Using the assumption that, in the absence of sexually transmitted infections, seminal viral loads would parallel those in blood, they then extrapolated these data to calculate the average infectiousness of men having vaginal intercourse during acute and chronic HIV infection.

They calculated that there would be one HIV infection from man to women per 213 acts of vaginal sex during his primary infection. In other words, if the man had vaginal sex with a regular partner every other day during the four-week period he was most infectious, there would be about a one in 16 chance that he would infect her.
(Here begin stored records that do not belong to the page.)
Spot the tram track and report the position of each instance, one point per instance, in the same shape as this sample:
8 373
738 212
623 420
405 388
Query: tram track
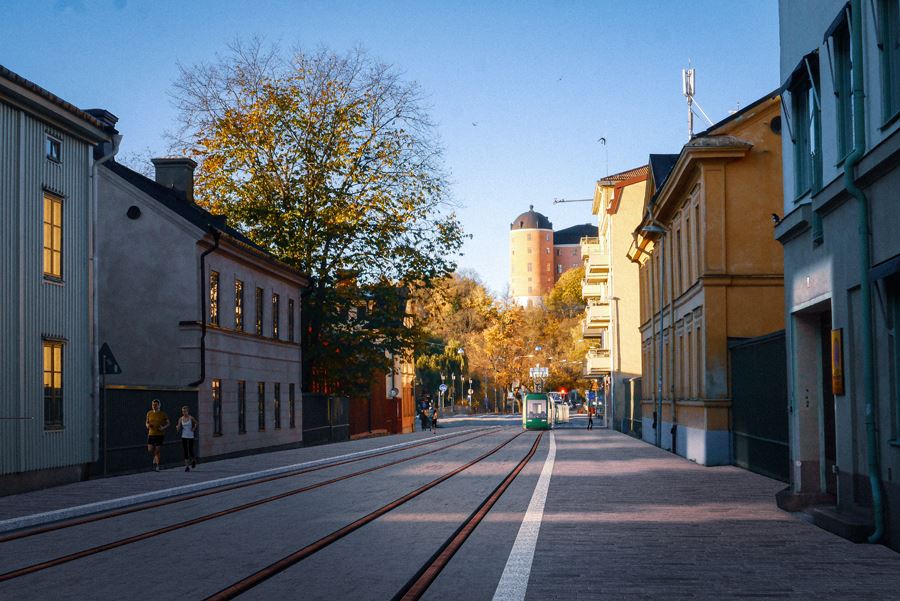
24 571
428 573
260 576
61 525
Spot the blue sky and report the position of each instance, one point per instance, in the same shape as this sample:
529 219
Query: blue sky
521 91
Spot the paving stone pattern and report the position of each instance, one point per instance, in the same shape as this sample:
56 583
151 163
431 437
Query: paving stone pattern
625 520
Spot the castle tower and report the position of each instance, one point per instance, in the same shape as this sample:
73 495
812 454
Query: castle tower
531 258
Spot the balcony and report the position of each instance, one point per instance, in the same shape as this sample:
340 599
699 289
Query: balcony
597 313
597 362
591 290
589 245
593 330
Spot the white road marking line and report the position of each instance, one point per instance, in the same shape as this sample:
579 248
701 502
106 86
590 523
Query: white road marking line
37 519
514 582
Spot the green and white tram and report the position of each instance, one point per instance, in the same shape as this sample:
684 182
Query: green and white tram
537 413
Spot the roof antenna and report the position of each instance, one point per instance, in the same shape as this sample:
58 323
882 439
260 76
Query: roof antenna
687 88
606 153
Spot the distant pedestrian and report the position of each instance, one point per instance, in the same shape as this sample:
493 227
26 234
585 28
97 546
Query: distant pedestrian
156 423
187 425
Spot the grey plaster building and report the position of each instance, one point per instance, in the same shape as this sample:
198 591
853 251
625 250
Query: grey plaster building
196 314
48 424
840 68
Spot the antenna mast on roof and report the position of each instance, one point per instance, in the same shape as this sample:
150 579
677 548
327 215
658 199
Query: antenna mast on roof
687 88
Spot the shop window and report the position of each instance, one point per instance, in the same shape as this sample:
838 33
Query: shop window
213 298
217 407
238 305
242 407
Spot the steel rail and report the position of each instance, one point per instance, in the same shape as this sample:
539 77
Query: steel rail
205 493
418 584
50 563
245 584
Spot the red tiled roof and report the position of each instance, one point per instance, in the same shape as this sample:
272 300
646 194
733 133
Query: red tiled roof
641 171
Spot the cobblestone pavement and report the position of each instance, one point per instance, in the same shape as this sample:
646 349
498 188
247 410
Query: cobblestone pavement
622 520
625 520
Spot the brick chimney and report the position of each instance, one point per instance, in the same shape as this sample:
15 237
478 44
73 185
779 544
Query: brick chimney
176 173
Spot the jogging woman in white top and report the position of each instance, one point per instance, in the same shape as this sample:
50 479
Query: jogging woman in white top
187 425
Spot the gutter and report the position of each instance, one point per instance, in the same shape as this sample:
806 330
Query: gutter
215 234
93 294
863 231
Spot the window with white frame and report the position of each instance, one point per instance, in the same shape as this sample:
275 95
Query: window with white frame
843 87
806 129
53 227
53 148
53 391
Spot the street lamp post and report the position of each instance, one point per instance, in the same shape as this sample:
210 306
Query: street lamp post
655 229
441 396
452 390
462 367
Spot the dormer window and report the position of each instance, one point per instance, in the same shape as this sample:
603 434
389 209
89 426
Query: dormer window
53 149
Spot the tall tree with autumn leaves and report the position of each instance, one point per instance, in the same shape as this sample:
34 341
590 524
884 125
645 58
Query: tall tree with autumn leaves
331 163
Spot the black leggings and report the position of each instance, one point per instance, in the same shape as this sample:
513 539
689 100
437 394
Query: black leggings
187 446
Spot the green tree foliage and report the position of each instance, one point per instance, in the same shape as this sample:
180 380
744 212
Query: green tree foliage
331 163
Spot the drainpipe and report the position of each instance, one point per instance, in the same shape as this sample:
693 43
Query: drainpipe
215 245
93 296
859 145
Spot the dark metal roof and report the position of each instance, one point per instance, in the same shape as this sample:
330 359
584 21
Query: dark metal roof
531 220
771 95
661 165
574 234
46 94
193 213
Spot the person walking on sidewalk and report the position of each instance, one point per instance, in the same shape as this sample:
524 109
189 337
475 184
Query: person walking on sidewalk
187 425
156 423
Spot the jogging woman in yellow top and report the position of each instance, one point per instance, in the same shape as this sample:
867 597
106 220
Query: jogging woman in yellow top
157 422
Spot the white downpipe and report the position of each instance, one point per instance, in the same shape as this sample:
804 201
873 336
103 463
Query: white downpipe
93 262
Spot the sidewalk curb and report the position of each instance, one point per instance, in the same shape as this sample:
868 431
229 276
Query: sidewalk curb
56 515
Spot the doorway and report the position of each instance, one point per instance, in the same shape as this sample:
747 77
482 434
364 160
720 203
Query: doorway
829 434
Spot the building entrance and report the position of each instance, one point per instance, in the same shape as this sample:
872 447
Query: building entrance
829 435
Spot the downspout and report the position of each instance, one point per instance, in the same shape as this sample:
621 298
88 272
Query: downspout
859 145
93 271
215 245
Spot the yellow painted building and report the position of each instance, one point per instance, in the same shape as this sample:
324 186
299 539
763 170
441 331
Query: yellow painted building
706 234
610 289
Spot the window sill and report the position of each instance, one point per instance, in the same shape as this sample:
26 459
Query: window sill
803 196
890 121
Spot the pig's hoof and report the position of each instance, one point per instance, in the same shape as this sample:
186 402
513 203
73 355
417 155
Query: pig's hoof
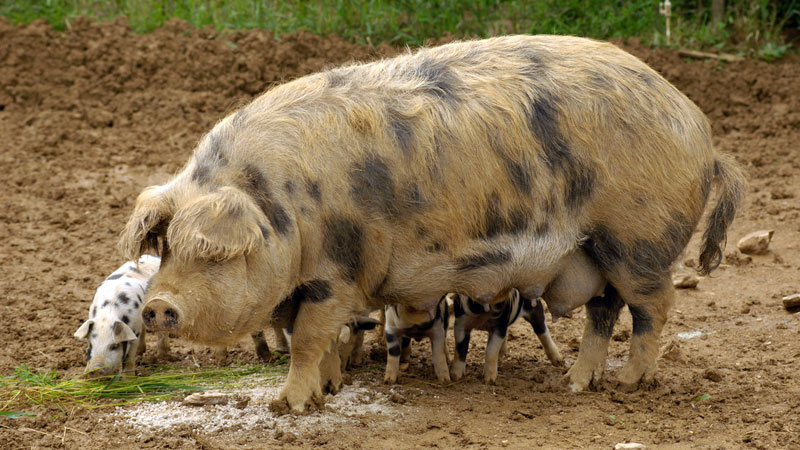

This contrasts with one infection per 1,000-10,000 acts of vaginal sex during chronic infection. But since the period in chronic infection (in the absence of treatment) is usually in the order of 60-100 times longer than the period of acute infection, the overall contribution to transmission events that would occur during chronic infection would account for more than half the cases of heterosexual transmission if it is assumed that regular partners had been having sex for a period varying from six months to five years.

That is, as long as men in acute HIV infection have viral loads no more than five times higher than they do in chronic infection. But as the study authors point out, this is likely to be a conservative estimate of how infectious men are in primary infection.

They point out that African men, even in the absence of sexually transmitted infections, tend to have seminal viral loads three to four times higher than men in developed countries (Dyer). However, a quarter of the men studied in primary infection had seminal viral loads ten times higher than the median, of the order of 125,000 copies/ml. Men in this category would have a one in four chance of infecting their female partners during the month of primary infection at the highest frequency of sexual intercourse (16 acts per month).

Out of the 30 original semen studies sampled, five had even higher viral loads, in the order of 200,000 to 2 million.

The researchers specifically excluded seminal samples from men with a diagnosed acute sexually transmitted infection. Given that STIs are more common in Africa than the west and that studies have shown that African men with urethritis are eight times more likely to transmit HIV, the calculations add up to the possibility that more than half of heterosexually-transmitted HIV in Africa is passed on from men to women in the first six weeks of the man’s infection, say the authors.

References

Pilcher Christopher D et al. Brief but efficient: acute HIV infection and the sexual transmission of HIV. J Infect Diseases 189: 15 May 2004.

Chakraborty et al. Viral burden in genital secretions determines male-to-female sexual transmission of HIV: a probabilistic empiric model. AIDS 15:621-7. 2001.

Pinkerton SD et al. Secondary HIV transmission rates in a mixed-gender sample. Int J STD AIDS11:38-44. 2000.

Gisselquist D et al. HIV infections in sub-Saharan Africa not explained by sexual or vertical transmission. Int J STD AIDS13:657-66. 2002.

Brody, S., & Potterat, J. J. Assessing the role of anal intercourse in the epidemiology of AIDS in Africa. International Journal of STD & AIDS, 14, 431-436. 2003.

Dyer JR et al. High levels of human immunodeficiency virus type 1 in blood and semen of seropositive men in sub-Saharan Africa. J Infect Diseases177: 1742-6. 1998.